This also requires that we suppress or control our ego – humility is essential, if we want to learn.

In Zen Flesh, Zen Bones (by Paul Rep) there is a section entitled 101 Zen Stories. Here a tale is told of a University professor who visits Nan-in, a Japanese Zen master. The professor says he wants to learn about Zen, but is filled with his own knowledge and opinions. Nan-in pours tea into his cup and does not stop so that it begins to overflow.

What are you doing? It is overfull. No more will go in!” yells the Professor. “Like this cup,” Nan-in said, “you are full of your own opinions and speculations. How can I show you Zen unless you first empty your cup?

The final stage of learning referred to in How we live is spiritual exploration. Much of the territory to be explored is beyond the reach of critical thinking, empiricism, logic or deductive reasoning. We need to nurture our intuition or inductive reasoning capacity to tap into the world of esoteric knowledge and wisdom.

However, in spite of the limitations of deductive reasoning, Critical Thinking and Daily Pickings were, in large part, guided by forces beyond our control or understanding. When writing Daily Pickings I came to rely on intuition to guide what events or issues to write about each day, and the words seemed to come from “outside” rather than inside my head. I came to trust the forces that drove Critical Thinking, beyond the people directly involved.

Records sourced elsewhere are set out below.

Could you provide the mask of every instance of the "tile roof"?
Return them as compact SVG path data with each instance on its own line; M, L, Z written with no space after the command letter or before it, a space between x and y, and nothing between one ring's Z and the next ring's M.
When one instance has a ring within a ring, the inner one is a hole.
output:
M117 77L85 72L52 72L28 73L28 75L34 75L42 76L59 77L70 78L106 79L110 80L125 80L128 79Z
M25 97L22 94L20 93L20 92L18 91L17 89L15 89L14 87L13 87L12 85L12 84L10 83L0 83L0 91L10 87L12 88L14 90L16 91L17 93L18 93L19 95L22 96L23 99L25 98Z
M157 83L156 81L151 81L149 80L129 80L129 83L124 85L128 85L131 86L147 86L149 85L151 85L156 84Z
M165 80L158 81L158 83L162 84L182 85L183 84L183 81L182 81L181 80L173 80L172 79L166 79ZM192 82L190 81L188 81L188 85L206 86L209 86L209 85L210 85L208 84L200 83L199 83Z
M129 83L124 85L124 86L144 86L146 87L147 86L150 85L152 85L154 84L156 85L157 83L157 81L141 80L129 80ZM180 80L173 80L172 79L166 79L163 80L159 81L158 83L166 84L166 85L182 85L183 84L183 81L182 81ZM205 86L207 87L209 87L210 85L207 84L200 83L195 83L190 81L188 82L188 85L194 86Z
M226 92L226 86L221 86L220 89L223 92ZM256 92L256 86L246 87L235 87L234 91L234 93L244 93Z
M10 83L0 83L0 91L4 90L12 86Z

Trusting in universal consciousness is an act of faith. And that is why spiritual exploration is beyond the reach of critical thinking and deductive logic. If we want tangible proof of its power, we’re not going to find it. However, if we remain open to the possibility, we become progressively conscious of this positive driving force.

Religions urge their followers to “put their trust in God” – literal interpretations, often distorted to fulfill institutional agendas, are unhelpful in this regard. We can trust universal consciousness, only if we maintain a pure, unselfish motivation for truth and understanding. Universal consciousness is of little value to those who are motivated by greed or lesser ambitions. Universal consciousness is not a one-stop shop to satisfy our desires.

How we live refers to the reality gap – the yawning chasm between most people’s world views and their living reality. To close the reality gap we need to shed our fears and the key to shedding those fears is spiritual awareness. What we find is that in beginning to close the reality gap, through co-creative learning, we enter an expanding spiral of understanding which resonates with others. This virtuous spiral is progressively reinforced as our understanding grows. From a state of fear, we are transformed into a state of sublime power. It may not be consistent and at times we may despair either at the world or our own situation but over time those feelings of empowerment grow and become more frequent.

In summary, the essential lesson is to relax and let go. Learning and change have a natural rhythm – go with the flow and let go. Accept that we are all fallable and prone to weakness and acts of selfishness – we are human. We’re not expected to be perfect but if we aim for perfection, we’ll be better than we were. When we let go, we often find issues and problems resolve themselves – worry changes nothing. Let go and trust your intuition and universal consciousness.